CFO Wes Getman reported that Trulieve has received tax refund checks totaling $113 million to date related to its challenge of the applicability of 280E to its business. The company previously filed amended returns for the tax years 2019 through 2021 and has claimed an overpayment of $148 million for 2022.

“Final resolution to our approach may ultimately take years to conclude,” Getman told investors. “If rescheduling of cannabis to Schedule III occurs this year, the 280E tax burden would be removed, effectively capping the downside risk to our tax challenge.”

The positive effects, however, could be immense. CEO Kim Rivers noted during an investor call that Trulieve would have realized positive net income for the first quarter if rescheduling had been in effect and the incremental impact of 280E was removed.

“I do believe that rescheduling is underway, and we’re going to enter into the proposed rulemaking period here soon. Then there’ll be a public comment period, et cetera.

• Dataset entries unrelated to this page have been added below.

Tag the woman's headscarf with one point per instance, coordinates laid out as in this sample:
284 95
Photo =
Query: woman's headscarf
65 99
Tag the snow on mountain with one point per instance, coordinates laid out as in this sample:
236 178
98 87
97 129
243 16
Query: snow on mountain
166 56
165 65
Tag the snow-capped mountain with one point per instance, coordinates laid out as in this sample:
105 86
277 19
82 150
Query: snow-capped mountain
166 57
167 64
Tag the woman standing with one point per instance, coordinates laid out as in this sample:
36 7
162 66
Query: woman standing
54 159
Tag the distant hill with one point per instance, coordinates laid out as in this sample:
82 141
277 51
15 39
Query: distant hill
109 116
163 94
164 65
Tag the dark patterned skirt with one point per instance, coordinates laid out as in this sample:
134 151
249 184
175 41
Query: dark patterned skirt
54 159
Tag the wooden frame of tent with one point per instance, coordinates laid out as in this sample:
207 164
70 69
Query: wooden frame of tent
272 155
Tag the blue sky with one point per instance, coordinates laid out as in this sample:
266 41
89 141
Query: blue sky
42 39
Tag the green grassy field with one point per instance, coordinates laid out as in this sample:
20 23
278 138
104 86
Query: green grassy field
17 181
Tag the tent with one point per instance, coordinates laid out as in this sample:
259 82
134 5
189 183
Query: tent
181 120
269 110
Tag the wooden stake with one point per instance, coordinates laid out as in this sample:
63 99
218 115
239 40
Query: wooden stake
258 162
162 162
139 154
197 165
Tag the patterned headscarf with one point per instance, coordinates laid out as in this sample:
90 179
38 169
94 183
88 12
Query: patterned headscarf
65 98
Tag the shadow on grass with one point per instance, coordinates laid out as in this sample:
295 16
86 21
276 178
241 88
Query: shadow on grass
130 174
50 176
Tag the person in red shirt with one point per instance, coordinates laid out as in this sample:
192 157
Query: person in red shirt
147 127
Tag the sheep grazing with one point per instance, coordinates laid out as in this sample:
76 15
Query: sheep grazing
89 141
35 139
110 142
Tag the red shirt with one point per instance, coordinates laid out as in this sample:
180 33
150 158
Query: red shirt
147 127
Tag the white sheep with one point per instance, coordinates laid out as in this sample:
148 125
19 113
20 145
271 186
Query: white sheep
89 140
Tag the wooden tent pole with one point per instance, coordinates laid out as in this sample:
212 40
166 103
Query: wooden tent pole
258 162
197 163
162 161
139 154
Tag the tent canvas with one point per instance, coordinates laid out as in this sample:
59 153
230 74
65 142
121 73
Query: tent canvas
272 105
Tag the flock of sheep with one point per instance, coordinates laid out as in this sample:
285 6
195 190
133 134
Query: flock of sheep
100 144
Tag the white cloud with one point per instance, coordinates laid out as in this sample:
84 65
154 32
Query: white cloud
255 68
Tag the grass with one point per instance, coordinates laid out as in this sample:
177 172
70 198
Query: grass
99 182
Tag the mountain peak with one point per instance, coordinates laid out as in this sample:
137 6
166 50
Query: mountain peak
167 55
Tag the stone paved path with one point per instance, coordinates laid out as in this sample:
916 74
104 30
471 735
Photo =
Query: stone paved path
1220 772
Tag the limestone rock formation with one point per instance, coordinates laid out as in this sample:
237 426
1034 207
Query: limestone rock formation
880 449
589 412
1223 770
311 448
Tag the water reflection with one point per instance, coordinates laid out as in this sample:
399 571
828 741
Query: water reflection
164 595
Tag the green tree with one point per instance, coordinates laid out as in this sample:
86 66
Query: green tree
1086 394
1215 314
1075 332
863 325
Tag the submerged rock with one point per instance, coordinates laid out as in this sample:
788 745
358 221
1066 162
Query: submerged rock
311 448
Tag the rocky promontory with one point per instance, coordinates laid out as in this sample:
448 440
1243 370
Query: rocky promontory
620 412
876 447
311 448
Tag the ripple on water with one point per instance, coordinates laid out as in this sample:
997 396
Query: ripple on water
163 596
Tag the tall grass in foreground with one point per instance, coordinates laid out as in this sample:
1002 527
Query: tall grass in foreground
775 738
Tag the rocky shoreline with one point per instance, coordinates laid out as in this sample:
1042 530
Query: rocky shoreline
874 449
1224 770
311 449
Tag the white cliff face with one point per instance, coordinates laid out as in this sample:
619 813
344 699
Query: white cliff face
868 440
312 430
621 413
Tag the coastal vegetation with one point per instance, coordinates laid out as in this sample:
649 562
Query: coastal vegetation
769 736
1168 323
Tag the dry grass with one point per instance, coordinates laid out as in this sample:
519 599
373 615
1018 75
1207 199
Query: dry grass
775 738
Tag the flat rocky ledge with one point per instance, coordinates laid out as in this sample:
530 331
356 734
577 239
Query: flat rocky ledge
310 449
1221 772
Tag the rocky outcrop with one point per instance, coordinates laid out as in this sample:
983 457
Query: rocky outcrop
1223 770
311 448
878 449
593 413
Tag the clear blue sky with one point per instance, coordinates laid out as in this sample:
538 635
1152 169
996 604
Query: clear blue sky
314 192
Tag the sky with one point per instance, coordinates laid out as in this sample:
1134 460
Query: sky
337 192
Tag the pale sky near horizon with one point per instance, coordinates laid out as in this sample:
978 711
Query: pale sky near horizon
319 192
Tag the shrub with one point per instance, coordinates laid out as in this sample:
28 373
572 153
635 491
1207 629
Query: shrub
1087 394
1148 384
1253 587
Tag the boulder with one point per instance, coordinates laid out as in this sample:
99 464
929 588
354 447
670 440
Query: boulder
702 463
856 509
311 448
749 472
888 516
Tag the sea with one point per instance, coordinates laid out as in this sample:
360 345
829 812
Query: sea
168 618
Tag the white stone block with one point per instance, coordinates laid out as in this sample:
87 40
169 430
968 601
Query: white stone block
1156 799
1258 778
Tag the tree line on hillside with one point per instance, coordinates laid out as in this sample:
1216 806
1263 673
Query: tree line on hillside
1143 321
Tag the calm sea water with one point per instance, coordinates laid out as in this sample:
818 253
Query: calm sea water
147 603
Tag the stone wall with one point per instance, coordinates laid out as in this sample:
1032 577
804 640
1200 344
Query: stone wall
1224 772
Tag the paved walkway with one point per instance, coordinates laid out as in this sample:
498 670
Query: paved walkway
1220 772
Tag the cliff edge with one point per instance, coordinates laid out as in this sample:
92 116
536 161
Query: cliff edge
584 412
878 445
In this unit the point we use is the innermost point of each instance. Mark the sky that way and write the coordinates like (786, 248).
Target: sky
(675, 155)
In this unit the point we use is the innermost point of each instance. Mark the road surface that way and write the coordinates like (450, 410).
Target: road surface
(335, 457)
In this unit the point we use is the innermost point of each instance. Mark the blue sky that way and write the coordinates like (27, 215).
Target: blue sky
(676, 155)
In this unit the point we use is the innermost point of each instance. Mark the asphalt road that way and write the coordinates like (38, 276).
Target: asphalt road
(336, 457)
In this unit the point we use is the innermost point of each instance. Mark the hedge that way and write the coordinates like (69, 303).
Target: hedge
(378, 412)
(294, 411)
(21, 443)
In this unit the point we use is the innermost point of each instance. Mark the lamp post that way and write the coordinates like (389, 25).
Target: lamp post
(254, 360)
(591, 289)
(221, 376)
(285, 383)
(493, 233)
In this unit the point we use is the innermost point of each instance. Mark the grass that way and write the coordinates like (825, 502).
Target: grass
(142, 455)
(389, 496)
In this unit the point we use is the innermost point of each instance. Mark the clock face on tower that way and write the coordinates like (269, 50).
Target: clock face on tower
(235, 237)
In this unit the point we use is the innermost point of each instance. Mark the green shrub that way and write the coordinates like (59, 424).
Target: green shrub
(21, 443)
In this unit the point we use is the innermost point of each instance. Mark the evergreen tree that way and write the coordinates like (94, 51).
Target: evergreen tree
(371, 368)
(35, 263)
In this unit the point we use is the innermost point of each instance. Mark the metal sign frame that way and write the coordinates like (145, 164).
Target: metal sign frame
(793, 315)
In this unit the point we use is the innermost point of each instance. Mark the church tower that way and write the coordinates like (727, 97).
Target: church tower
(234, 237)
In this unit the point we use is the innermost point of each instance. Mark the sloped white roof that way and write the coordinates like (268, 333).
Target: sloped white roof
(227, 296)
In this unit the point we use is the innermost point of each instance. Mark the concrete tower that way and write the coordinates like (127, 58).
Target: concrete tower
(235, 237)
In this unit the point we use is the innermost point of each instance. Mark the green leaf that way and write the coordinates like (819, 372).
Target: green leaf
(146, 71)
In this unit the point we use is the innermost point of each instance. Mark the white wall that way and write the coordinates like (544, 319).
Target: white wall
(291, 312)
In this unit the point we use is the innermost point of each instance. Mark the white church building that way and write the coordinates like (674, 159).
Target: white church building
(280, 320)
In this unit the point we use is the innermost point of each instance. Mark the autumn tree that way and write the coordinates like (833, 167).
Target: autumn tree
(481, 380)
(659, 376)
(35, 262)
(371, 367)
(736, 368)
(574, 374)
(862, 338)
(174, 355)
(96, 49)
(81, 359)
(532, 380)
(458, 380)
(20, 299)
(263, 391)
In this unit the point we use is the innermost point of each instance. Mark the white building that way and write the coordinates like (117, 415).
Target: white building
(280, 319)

And so, we are certainly hopeful that that could wrap this year, and certainly would be exciting for us to have clarity as it relates to 280E relief for calendar year 2024,” she said.

After analysts on the call pressed for more details, Getman confirmed that there has been no material update since the last earnings call regarding the company’s tax strategy and the status of outstanding refunds.

“Our position remains as it was, and we continue to monitor and be optimistic,” he said.

Rivers clarified that Trulieve is not holding a restricted reserve related to 280E and the refund claims. Instead, the company views the cash as available for deployment in the business or to return capital to debtors or shareholders.

Throughout the call, Rivers expressed optimism about the potential for rescheduling and other regulatory catalysts to boost Trulieve’s already strong position in the market.

“We are marching toward a meaningful inflection point, and Trulieve is in the best position for the coming wave of growth catalysts with strong financial performance and significant scale in key markets,” she said. “I wouldn’t trade hands with anyone in the industry.”

While rescheduling alone would not allow cannabis companies to list on major U.S. stock exchanges, Rivers said, each incremental federal reform brings the industry closer.

“Look, I think there’s a desire to list cannabis companies, but they’ve got compliance departments and legal departments,” she said. “And until there is either broader federal reform or specific safe harbor language included in or coming out of Congress, I think they’re not able to, currently at least, accept cannabis companies.”

Tax refunds played a key role in Trulieve’s the first quarter performance, with $50 million in refunds contributing to $139 million in operating cash flow and $124 million in free cash flow during the quarter.

Looking ahead, Rivers noted its home-base shot at adult-use legalization passage in November. She called it “the single biggest play” for the company, estimating the Florida market could reach $6 billion in annual sales.

Trulieve remains a leading funder of the legalization campaign. While acknowledging opposition from Florida’s governor, Rivers said the campaign is “excited about having the opportunity to be in front of voters” closer to the election.